The triumphant reopening of Notre-Dame de Paris last month marked the culmination of an almighty effort to restore the medieval cathedral after a devastating fire destroyed its spire and roof and caused extensive damage to its interior in April 2019.


The spectacular ceremony, attended by no less than fifty world leaders and numerous dignitaries, demonstrated just how culturally and nationally significant Notre-Dame is to the French people, and it also served as an inspirational commitment to the preservation of their architectural heritage.


Watching the celebration of five years of French national effort, my thoughts were inevitably drawn to what could be achieved if Scotland united around the restoration of our country’s greatest ever architectural achievement, the Glasgow School of Art’s Mackintosh Building, which suffered a second devastating inferno the summer before Notre-Dame burned. Its gutted shell has loomed like a ruined castle over Sauchiehall Street ever since.

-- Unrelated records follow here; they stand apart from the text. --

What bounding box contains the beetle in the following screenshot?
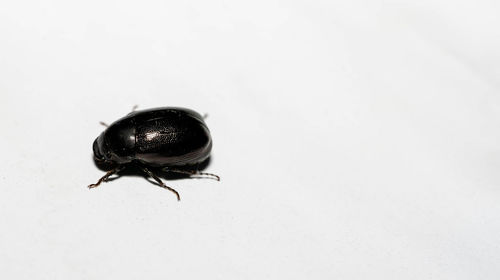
[88,107,220,200]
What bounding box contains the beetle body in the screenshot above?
[89,107,220,200]
[93,107,212,167]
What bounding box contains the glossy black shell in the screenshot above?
[93,107,212,166]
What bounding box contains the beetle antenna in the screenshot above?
[140,166,181,201]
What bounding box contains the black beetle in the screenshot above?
[89,107,220,200]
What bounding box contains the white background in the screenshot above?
[0,0,500,279]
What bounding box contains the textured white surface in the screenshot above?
[0,0,500,280]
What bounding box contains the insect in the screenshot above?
[88,107,220,200]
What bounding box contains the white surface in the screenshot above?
[0,0,500,279]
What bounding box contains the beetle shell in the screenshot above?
[93,107,212,167]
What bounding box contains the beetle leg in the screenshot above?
[89,166,123,189]
[141,166,181,201]
[164,168,220,181]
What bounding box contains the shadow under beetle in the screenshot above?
[89,107,220,200]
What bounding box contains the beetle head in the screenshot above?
[92,126,135,164]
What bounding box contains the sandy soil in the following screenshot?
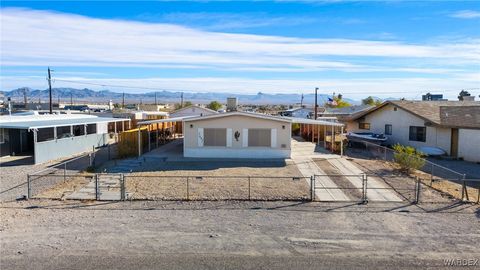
[125,161,310,200]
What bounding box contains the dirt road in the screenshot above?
[0,201,480,269]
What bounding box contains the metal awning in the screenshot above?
[0,117,130,129]
[291,117,345,127]
[137,115,194,126]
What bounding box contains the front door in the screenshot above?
[450,128,458,157]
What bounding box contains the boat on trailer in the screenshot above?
[347,132,388,145]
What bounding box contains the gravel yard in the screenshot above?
[125,161,310,200]
[346,158,477,203]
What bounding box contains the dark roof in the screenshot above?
[440,106,480,128]
[353,100,480,128]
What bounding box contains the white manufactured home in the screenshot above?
[347,100,480,162]
[183,112,291,158]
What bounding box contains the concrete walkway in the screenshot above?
[291,139,350,201]
[328,158,402,202]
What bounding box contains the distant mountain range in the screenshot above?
[3,87,360,105]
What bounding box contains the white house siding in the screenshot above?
[458,129,480,162]
[347,104,451,154]
[170,106,216,118]
[183,115,291,158]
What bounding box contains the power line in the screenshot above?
[50,79,480,95]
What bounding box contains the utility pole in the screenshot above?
[48,67,53,114]
[23,87,27,109]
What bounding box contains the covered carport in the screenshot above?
[291,117,345,155]
[0,115,130,164]
[136,116,196,156]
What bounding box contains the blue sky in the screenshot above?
[0,1,480,98]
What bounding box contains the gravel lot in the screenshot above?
[125,161,310,200]
[0,200,480,269]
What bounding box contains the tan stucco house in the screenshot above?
[347,100,480,162]
[183,112,291,158]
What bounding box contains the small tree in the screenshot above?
[207,101,222,111]
[393,143,425,173]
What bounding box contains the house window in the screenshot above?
[87,124,97,134]
[358,123,370,129]
[248,129,272,147]
[37,128,55,142]
[57,126,72,139]
[203,128,227,147]
[73,125,85,136]
[385,124,392,135]
[408,126,427,142]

The Mack is a building of immense international significance to architecture and design, and it is crucial that we restore it, if we are to demonstrate any serious commitment to architectural heritage in this country anymore.

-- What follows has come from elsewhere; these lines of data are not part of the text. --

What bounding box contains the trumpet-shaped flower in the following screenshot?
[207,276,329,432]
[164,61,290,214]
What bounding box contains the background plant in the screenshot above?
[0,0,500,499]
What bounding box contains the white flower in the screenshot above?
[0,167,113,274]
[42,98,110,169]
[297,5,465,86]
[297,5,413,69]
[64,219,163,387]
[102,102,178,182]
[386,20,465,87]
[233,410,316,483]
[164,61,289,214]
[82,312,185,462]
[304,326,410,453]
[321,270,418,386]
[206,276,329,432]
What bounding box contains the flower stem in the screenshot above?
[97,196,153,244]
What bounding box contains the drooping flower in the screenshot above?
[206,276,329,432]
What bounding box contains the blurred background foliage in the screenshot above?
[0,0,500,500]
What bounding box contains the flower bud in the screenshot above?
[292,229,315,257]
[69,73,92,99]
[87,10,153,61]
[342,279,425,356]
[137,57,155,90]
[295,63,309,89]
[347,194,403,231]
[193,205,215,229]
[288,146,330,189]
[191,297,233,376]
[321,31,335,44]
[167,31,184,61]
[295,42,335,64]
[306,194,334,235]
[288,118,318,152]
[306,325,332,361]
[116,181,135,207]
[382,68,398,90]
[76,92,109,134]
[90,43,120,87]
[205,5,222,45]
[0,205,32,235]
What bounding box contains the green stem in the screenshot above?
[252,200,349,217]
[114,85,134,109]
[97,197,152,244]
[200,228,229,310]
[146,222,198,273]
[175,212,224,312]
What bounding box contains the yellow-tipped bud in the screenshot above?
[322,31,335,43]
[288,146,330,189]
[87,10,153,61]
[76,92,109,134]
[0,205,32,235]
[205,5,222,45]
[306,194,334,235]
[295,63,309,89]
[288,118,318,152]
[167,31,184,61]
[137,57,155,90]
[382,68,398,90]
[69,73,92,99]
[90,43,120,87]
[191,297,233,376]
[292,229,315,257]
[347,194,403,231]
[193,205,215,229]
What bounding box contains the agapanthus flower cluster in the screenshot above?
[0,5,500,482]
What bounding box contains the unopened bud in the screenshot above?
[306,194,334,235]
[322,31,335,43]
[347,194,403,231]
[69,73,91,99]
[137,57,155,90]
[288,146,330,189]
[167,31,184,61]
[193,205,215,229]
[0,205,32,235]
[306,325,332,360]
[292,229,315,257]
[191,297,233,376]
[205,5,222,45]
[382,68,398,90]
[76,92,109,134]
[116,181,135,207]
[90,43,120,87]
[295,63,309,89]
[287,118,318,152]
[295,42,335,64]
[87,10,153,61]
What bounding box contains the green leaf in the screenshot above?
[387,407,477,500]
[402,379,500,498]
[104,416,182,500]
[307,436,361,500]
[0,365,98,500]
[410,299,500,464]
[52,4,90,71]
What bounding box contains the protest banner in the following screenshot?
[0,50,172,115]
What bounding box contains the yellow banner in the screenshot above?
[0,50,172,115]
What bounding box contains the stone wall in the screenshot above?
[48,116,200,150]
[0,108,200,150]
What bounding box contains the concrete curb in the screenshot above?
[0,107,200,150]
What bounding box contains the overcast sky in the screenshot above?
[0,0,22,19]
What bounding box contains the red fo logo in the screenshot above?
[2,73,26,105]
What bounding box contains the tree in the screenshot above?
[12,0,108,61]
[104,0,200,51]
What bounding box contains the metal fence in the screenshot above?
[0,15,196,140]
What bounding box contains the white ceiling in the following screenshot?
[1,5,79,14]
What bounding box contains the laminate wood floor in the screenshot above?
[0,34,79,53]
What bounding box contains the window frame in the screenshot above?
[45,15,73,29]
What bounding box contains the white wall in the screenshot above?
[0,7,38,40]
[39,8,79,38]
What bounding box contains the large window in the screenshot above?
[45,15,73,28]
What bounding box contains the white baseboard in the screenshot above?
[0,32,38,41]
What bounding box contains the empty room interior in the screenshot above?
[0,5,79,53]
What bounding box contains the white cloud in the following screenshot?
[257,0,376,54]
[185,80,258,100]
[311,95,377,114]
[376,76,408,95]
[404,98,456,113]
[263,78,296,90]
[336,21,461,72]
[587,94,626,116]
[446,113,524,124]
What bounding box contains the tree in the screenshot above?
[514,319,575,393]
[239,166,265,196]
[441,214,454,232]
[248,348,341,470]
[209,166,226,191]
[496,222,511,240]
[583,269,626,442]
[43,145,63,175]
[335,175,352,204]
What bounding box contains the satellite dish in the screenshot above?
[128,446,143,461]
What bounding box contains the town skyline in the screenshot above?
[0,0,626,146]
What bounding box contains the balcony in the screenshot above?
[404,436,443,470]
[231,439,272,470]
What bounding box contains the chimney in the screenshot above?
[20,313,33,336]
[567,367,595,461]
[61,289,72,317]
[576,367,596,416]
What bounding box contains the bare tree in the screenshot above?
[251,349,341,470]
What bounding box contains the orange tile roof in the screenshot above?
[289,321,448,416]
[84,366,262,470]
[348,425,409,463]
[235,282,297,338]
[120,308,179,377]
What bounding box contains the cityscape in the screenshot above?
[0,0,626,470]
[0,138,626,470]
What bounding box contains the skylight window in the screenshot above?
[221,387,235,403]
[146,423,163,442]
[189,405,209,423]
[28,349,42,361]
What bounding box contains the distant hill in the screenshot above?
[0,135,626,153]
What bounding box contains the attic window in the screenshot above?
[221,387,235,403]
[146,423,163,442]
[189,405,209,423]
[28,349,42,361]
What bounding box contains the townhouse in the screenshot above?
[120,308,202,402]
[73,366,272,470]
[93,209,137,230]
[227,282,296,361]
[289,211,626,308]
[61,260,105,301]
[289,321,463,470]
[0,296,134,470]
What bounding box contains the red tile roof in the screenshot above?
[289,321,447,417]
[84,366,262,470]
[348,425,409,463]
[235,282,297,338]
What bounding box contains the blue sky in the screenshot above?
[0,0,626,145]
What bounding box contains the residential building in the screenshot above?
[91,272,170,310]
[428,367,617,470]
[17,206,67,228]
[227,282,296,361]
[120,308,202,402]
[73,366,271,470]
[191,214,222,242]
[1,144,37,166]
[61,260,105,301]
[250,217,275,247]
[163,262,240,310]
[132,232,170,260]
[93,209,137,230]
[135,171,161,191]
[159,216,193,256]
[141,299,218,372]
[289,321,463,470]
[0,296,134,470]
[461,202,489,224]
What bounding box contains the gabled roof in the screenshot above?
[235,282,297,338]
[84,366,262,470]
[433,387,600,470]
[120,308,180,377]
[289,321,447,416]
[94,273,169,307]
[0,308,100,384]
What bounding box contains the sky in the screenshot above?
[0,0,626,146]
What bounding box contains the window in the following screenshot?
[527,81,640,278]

Immediately after the Notre-Dame fire in April 2019, the French President, Emmanuel Macron, pledged to rebuild the cathedral within five years – a target that many thought was foolhardy. The state played a leading role in convening and expediting the project. It was an all-hands-on-deck approach to fundraising, project management and craftmanship to preserve a nations’ cultural heritage that is to be applauded and it is an example that we must learn from.


The Glasgow School of Art fires of 2014 and 2018 were a national – and international – catastrophe for architectural heritage. The Charles Rennie Mackintosh masterpiece is one of the most famous examples of the art nouveau style in the world. The cruel devastation of the second fire, and the stalemate since, is a source of continuing trauma for Glasgow, only aggravated by the recent unnecessary demolition of the landmark entrance portico at the adjacent fire-damaged ABC cinema on Sauchiehall Street by its unscrupulous owner, appeased by Glasgow City Council Building Control.


We are now more than seven years on, and restoration of the Mack remains an all too distant prospect. Progress is stymied by an ongoing legal dispute with the building’s insurers. Architects, firefighters, and engineers worked incredibly hard to save the structure of the building but a restoration of this scale and importance requires a united approach with assistance from both the UK Government and the Scottish Government. It is simply too big and complex a job for it to be left to the Glasgow School of Art’s board and small estates team alone.


That is why yesterday in Parliament I asked the Culture Secretary, Angus Robertson MSP to convene a special summit later this year, once the Glasgow School of Art publishes its strategic outline business case, bringing together both governments and all the key players across the architectural heritage sector in Scotland to establish a Special Purpose Vehicle to take forward the Mack restoration programme without any further unnecessary delay caused by the insurance issues. As President Macron said at the reopening ceremony of Notre-Dame, “every bit of it was necessary” and “we have rediscovered what great nations could do: achieve the impossible.”


In Glasgow’s 850th year, we must be similarly resolute in our civic and national ambition to see Charles Rennie Mackintosh’s great icon of Glasgow rise again.